Jill agreed. “Drew’s not going to be a wrestler his entire life,” she said, “but I think the skills from this sport—learning how to be a good winner, learning how to be a gracious loser, time management, accountability, not being afraid of taking risks—are so beneficial, whatever he decides to do.”

The sport has also shown him, and those around him, the power of family and community, all of which came together to support Drew’s dreams. While much of this credit goes to Jill and her husband, Dave, as well as to Drew’s favorite role models, Jack and Will, and his coaches, Jill also took time to express gratitude to Rowland Hall for playing an important role in Drew’s journey.

“I’ve been so blown away by how accommodating the school has been; that’s helped Drew be where he is today,” she said. “Middle School Spanish teacher Bill Shann literally has watched more matches of Drew’s than I could ever tell you—away matches, home matches, matches online. He’s just been so supportive. The teachers have been so accommodating, as I’m sure they are with other kids that have interests they want to pursue. That’s been such a blessing for our family, to have such a supportive network.”

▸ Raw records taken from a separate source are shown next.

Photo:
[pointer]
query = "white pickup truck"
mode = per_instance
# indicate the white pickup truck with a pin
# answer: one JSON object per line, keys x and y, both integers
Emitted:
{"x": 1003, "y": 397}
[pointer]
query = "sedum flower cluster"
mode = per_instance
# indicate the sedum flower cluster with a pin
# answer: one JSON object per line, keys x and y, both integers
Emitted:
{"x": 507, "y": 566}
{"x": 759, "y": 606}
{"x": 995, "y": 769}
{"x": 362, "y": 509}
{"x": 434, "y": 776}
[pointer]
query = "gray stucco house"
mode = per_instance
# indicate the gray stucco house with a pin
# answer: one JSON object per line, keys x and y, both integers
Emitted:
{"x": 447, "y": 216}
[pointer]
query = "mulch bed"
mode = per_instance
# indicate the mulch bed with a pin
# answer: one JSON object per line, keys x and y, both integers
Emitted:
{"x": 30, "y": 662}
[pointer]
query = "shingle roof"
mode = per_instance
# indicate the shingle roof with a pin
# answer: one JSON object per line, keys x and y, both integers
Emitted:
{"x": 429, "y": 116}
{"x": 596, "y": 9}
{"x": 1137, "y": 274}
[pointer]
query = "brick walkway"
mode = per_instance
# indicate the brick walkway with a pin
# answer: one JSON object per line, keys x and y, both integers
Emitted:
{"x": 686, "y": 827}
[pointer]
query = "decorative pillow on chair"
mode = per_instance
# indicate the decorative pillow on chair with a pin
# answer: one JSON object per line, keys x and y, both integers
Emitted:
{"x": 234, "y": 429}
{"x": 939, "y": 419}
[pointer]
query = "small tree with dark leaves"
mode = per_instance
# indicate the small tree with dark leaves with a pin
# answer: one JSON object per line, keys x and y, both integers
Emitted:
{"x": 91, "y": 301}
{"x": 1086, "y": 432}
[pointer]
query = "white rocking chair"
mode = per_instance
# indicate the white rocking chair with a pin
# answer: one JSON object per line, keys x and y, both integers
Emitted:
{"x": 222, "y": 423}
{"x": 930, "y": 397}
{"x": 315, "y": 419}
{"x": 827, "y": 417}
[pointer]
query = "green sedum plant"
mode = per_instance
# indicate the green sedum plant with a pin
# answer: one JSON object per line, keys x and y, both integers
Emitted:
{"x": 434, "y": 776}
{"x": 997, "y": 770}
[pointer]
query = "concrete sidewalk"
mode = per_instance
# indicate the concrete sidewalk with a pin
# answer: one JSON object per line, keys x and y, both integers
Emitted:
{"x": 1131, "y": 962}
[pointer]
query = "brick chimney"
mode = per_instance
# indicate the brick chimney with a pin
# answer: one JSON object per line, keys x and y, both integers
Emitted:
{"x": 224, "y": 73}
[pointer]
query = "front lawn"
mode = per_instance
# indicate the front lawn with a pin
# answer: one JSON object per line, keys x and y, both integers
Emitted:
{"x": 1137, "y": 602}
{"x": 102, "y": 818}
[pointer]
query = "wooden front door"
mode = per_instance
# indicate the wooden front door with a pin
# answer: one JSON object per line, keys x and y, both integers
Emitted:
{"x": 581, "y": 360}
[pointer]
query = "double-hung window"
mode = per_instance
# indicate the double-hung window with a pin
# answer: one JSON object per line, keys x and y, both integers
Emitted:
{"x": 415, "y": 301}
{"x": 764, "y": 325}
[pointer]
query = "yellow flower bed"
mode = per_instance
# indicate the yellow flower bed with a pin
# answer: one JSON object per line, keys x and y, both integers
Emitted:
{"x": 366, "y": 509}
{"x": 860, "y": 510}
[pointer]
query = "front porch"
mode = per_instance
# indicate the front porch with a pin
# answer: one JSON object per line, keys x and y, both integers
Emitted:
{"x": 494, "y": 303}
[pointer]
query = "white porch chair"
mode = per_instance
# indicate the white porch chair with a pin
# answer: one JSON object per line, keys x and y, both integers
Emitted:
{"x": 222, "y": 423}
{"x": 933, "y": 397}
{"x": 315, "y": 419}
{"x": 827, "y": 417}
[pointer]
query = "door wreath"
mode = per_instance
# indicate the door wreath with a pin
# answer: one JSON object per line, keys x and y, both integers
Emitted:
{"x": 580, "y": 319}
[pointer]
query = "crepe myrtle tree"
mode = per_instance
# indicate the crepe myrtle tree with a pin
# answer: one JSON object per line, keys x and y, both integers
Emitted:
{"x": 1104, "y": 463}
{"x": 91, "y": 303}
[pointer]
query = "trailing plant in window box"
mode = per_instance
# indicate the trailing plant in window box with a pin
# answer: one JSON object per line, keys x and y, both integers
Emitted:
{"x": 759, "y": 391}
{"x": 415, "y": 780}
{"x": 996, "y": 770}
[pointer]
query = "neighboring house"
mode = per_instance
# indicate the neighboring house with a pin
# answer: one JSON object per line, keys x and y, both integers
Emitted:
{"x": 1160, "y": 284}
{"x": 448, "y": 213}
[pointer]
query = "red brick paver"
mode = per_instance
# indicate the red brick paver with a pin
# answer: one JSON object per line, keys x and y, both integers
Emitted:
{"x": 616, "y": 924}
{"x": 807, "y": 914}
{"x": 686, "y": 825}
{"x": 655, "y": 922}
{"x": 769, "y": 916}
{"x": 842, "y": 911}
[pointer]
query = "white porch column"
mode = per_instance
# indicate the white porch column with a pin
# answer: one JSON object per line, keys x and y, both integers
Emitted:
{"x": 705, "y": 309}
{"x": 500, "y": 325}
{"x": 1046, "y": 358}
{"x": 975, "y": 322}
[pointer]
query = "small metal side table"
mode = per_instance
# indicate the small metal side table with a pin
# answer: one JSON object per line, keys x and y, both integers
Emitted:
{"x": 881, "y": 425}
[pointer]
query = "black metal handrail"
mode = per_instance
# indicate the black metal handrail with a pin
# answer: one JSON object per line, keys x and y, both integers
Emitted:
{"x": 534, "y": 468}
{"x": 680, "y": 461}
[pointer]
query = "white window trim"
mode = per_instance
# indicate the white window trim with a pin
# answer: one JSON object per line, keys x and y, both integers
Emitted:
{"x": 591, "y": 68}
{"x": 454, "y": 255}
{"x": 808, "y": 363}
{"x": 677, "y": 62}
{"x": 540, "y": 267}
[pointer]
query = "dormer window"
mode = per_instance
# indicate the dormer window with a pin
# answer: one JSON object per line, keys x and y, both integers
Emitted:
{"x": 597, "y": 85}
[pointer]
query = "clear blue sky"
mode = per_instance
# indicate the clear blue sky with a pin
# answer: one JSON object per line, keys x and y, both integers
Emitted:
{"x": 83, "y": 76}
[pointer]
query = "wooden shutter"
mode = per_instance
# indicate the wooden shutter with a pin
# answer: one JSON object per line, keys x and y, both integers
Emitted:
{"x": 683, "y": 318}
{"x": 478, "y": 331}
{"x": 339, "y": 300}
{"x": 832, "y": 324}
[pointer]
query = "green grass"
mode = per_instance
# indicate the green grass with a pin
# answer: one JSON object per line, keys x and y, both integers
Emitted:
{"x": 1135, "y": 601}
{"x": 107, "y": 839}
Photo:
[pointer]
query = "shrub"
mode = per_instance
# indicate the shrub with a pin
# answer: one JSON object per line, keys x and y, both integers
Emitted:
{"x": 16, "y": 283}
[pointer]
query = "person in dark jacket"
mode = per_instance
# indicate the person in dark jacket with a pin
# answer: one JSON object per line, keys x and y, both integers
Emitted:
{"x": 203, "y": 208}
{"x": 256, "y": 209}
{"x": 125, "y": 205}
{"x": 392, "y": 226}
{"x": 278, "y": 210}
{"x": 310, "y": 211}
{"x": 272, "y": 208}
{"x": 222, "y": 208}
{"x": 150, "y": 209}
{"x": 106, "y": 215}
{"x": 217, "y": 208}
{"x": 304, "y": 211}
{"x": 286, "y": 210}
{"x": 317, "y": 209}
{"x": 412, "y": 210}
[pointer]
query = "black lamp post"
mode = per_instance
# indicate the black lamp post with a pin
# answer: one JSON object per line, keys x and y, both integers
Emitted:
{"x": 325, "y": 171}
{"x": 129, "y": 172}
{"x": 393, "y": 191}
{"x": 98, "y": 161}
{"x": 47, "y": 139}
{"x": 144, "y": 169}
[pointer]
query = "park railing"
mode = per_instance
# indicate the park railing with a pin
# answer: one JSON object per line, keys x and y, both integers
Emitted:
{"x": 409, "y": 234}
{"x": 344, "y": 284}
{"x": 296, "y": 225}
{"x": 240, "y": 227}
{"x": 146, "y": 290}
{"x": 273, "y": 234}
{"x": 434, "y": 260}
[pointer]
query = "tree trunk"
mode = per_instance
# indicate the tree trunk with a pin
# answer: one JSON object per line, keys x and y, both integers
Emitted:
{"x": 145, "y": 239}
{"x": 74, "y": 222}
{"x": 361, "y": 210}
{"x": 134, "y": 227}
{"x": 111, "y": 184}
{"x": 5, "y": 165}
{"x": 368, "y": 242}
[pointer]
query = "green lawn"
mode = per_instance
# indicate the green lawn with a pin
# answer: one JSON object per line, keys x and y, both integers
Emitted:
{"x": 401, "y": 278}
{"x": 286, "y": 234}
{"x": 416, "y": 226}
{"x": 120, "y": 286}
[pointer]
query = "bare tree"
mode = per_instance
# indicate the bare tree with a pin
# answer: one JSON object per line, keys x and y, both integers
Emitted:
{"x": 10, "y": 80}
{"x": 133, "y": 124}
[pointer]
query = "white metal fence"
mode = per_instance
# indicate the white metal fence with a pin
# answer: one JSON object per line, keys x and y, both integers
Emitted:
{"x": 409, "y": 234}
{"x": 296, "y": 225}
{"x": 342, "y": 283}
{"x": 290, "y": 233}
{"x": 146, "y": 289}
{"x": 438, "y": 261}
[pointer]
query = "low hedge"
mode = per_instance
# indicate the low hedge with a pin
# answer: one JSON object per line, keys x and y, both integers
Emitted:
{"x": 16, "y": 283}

And no matter what happens on the mat this month, Drew will end his high school wrestling career surrounded by those who love him most.

“This is Drew’s moment, and I’m so grateful I get to share in it,” said Jill. “I just want him to go out there, and do his best, and enjoy that moment, and just know, whatever place he takes, we’re right up there watching him, as we always are.”

Lang family

The Lang family; from left: Drew, Jill, Jack, Will, and Dave.


Update February 7, 2022: Drew won the 6A Boys Division Tournament, held February 4–5, and will be the #1 seed going into the 6A Boys State Tournament, which begins on February 18.